Alkanes reduce cuticular water loss, but cutin affects photosynthetic sufficiency and light
response
In this study, we simultaneously characterized a large number of mutants corresponding to
different cuticular lipids genes. By doing so, we filtered out indirect effects not related to
epicuticular wax composition such as changes in cutin composition. Both cer1 and the kcs6
mutants possess an extremely reduced alkane load, yet, cer1 also retains altered cutin
composition, with significantly less phenols and more -hydroxylated fatty acids. Comparing
the phenotype of cer1 to that of kcs6 enabled us to make the distinction. Cuticular water loss
is affected when both genes are mutated, although the rate in cer1 is higher. Here we detected
an additive effect of altered cutin despite the major effect being that of alkane abundance.

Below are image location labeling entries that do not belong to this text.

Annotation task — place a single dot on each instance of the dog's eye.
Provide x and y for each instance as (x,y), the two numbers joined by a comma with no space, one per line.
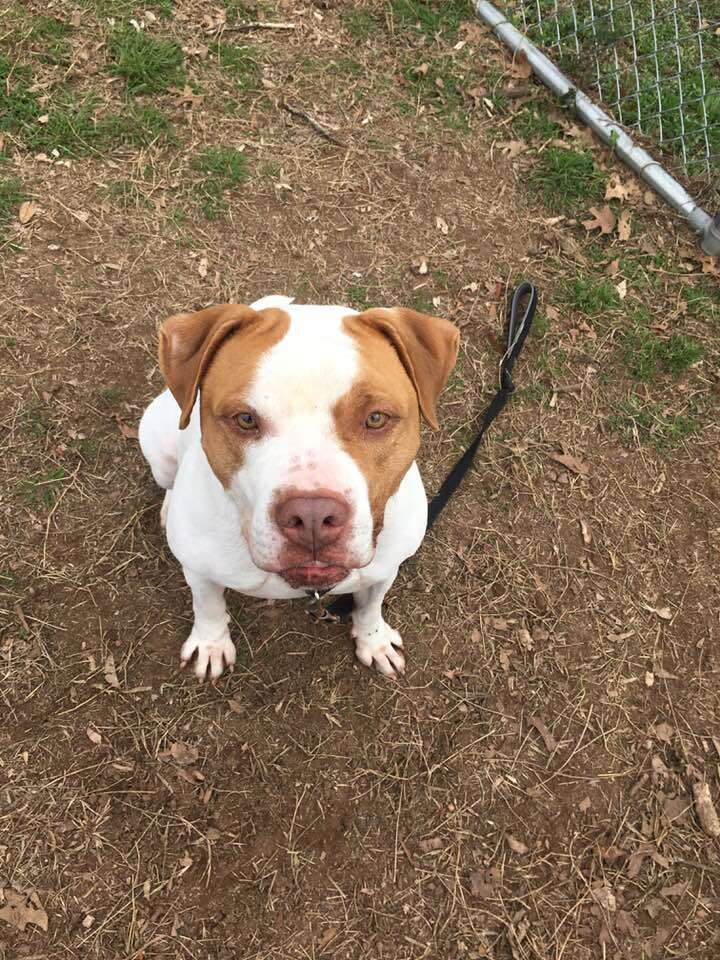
(376,420)
(246,421)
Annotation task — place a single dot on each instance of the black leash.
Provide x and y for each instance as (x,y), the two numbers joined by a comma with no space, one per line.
(518,326)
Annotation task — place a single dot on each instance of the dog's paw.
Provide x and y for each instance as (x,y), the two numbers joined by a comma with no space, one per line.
(164,509)
(212,653)
(380,648)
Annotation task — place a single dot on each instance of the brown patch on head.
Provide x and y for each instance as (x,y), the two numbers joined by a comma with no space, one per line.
(405,359)
(219,349)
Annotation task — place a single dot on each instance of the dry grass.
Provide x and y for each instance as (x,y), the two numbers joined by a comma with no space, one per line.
(526,791)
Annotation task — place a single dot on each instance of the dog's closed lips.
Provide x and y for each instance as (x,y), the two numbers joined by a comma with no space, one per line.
(306,488)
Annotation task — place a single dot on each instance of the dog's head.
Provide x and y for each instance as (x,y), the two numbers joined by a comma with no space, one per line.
(310,419)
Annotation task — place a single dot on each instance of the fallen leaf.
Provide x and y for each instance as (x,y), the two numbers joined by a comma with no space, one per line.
(27,211)
(109,672)
(327,937)
(605,898)
(676,890)
(517,846)
(616,189)
(432,843)
(707,814)
(624,923)
(663,612)
(571,463)
(663,732)
(20,909)
(419,266)
(188,97)
(525,640)
(183,754)
(603,220)
(624,228)
(482,885)
(548,739)
(512,148)
(130,433)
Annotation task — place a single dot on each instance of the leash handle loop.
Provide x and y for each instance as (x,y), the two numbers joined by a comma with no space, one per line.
(518,327)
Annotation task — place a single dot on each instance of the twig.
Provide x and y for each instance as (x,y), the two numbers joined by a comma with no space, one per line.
(258,25)
(317,127)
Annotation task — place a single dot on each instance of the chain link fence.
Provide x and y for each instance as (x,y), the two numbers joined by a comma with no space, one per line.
(639,73)
(654,64)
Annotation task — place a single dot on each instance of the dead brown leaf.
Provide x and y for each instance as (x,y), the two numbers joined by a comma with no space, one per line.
(130,433)
(27,211)
(110,673)
(624,228)
(21,909)
(183,754)
(603,220)
(572,463)
(517,846)
(707,814)
(549,740)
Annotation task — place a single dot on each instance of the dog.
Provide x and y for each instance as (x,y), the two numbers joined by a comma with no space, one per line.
(286,443)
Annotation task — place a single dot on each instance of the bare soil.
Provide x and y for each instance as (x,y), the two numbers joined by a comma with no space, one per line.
(526,791)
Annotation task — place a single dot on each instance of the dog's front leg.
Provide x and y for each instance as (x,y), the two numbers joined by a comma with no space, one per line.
(210,636)
(375,642)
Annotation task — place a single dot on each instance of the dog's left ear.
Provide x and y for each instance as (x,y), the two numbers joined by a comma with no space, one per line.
(189,341)
(427,347)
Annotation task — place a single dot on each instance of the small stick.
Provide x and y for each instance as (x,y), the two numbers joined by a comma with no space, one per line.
(317,127)
(258,25)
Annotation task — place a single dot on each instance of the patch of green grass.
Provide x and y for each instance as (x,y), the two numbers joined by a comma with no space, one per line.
(146,64)
(358,296)
(118,9)
(139,126)
(220,169)
(11,196)
(43,489)
(646,355)
(638,420)
(359,23)
(567,180)
(239,62)
(52,34)
(438,84)
(431,17)
(591,295)
(126,194)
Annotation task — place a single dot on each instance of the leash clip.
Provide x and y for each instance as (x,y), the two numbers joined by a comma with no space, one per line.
(317,610)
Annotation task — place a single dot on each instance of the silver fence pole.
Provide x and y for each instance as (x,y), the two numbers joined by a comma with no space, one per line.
(652,172)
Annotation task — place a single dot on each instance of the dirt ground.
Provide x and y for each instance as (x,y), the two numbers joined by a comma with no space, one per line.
(532,789)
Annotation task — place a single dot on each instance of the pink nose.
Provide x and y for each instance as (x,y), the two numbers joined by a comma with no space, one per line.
(312,522)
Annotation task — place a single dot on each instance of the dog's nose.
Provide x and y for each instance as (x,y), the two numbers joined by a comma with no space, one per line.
(312,522)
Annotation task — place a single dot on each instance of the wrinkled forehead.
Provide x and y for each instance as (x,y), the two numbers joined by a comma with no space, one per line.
(309,369)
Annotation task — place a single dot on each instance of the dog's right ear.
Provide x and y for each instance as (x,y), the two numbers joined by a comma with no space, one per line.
(189,341)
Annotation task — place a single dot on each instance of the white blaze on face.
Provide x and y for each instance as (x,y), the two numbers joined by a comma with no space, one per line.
(296,386)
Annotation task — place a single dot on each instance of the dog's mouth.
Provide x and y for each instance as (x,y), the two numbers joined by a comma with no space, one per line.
(315,575)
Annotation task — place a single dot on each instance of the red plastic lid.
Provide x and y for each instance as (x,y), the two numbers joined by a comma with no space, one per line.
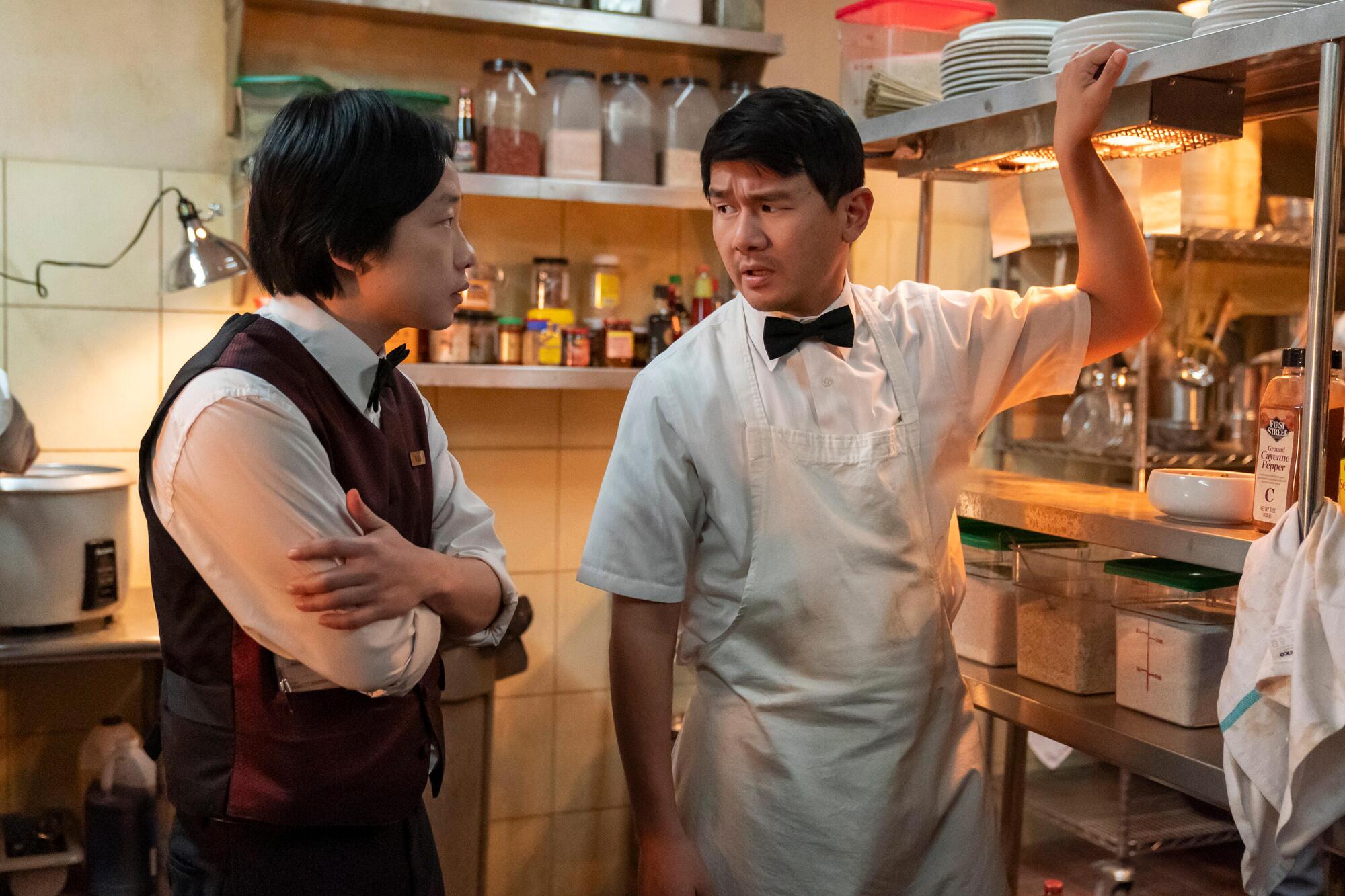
(929,15)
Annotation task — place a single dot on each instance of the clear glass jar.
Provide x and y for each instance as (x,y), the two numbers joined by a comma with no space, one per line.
(744,15)
(735,92)
(551,283)
(486,333)
(629,7)
(510,350)
(454,346)
(606,286)
(689,111)
(630,147)
(572,119)
(508,118)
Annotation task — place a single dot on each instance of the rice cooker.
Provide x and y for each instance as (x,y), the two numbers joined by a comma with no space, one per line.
(65,544)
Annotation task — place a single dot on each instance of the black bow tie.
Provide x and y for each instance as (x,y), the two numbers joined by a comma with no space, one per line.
(384,376)
(785,334)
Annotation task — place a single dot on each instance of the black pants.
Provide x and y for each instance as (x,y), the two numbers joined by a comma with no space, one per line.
(213,857)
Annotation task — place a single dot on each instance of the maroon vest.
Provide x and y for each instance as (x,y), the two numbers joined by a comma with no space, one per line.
(235,744)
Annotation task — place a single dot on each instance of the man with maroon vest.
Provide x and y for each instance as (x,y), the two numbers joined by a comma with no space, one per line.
(313,542)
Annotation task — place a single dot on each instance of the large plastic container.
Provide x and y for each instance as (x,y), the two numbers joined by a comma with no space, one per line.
(260,97)
(1172,638)
(1067,623)
(689,111)
(509,119)
(630,147)
(987,627)
(572,119)
(902,40)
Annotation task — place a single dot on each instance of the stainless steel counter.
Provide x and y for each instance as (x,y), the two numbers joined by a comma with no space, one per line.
(1186,759)
(1113,517)
(132,634)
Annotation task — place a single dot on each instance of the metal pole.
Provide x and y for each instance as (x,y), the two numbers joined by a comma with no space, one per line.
(1321,291)
(925,237)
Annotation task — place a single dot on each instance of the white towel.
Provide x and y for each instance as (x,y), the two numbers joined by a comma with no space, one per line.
(1282,700)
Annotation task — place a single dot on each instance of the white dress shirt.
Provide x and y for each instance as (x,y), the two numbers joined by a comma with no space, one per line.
(18,444)
(675,520)
(240,478)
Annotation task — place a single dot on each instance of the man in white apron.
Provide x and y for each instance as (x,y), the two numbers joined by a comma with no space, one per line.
(781,495)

Effects that are only present in cer1 and not kcs6 and which we attribute to cutin rather than
epicuticular wax are the reduced Vcmax and lower carbon assimilation with rising light
intensity. In contrast to these, drought response in cer1 and kcs6 plants was nearly identical,
suggesting that alkane abundance is a major factor essential for recovery following drought.
It was previously shown that overall accumulation of epicuticular waxes following exposure
to drought in tree tobacco reduced the rate of cuticular water loss (Cameron et al., 2006).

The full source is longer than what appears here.